We believe in the quick delivery food phenomenon, and we want our tentacles on every model out there. Since it’s early days and there is no clarity on which model will work, we want to be present in every model.

YS: Are you thinking of amalgamating the fleet of grocery delivery service Instamart and Bolt?

RK: Instamart is at a scale where it requires its own fleet by itself. There is no real advantage in trying to cross-utilise Instamart’s fleet with food, as Instamart anyway gets a large number of orders. The fleet is being utilised well.

YS: What is the innovation behind Bolt’s operations?

Due to heavy competition in the space, I won’t be able to share the economics of Bolt but there is a lot of product development that has happened on the delivery side. It is a complex execution because you have to be really precise on the distance from restaurants, timing, and the kind of menu to include and not include. If you include too less, then there is an assortment problem, while too many options can affect speed as it can increase the preparation time .

We are working with restaurant partners to curate a menu that is aligned to faster prep and fast delivery and iron out inefficiencies.
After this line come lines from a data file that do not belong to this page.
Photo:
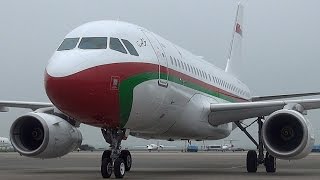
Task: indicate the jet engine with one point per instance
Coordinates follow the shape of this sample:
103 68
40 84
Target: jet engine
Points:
287 134
42 135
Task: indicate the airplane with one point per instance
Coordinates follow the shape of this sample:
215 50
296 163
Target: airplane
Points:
228 147
5 144
155 147
127 80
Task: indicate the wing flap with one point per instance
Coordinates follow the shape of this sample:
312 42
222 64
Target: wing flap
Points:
231 112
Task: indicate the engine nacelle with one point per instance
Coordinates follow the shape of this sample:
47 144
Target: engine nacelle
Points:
287 134
42 135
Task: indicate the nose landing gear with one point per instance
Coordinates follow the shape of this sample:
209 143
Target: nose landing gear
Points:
115 160
254 159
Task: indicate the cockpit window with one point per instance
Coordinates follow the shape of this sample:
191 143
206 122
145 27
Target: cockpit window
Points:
130 47
68 43
93 43
116 45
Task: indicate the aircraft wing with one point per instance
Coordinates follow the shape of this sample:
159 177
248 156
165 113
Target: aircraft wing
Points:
231 112
264 98
5 105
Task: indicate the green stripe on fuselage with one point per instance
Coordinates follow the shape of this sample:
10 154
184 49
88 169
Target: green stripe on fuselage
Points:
127 86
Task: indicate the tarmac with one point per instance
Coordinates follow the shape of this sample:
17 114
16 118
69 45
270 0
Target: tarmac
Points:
156 165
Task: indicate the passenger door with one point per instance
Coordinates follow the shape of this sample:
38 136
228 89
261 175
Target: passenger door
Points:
161 56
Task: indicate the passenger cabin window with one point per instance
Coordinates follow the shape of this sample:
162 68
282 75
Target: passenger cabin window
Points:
68 43
116 45
130 47
93 43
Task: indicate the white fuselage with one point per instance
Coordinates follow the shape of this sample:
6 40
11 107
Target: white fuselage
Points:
165 92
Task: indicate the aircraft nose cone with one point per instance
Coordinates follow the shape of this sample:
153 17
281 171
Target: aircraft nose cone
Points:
85 96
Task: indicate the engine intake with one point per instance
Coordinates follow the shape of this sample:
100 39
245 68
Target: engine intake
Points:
42 135
287 134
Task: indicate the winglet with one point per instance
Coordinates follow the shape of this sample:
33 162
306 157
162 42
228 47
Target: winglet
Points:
234 57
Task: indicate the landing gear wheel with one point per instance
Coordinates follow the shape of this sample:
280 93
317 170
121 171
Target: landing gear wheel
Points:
126 156
106 168
252 161
270 163
119 168
106 154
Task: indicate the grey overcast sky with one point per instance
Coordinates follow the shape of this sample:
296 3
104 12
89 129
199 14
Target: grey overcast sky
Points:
281 45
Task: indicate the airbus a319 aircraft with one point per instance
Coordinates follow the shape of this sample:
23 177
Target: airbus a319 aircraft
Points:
126 80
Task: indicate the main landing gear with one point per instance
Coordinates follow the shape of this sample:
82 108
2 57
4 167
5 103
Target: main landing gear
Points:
254 159
115 160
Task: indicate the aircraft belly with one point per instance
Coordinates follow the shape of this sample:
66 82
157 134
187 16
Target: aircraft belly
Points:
174 112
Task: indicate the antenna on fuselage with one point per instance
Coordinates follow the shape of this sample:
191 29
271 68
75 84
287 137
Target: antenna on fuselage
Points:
234 57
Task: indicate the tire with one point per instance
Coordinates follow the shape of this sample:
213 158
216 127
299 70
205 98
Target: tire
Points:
270 163
126 156
119 168
106 154
106 168
252 161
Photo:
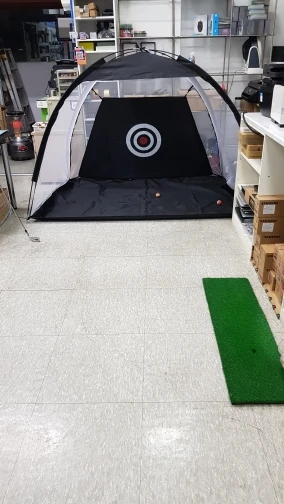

The simple principle is: you are serving a high-density supplier to a high-density consumer location largely. 

YS: How do you look at the rise in subscription pricing of Swiggy One, a premium membership programme?

RK: It is definitely guided a little bit by the competitive mechanism out there and what the consumers are looking for. In our mind, Swiggy One squares up more with Zomato Gold; Zepto Pass is not even in the frame of our reference right now. 

Despite increasing Swiggy One’s subscription pricing, and offering free delivery at a larger scale, there is no dent in the overall profitability of the category. There are a 100 line items which go into the profitability of the company and not just one.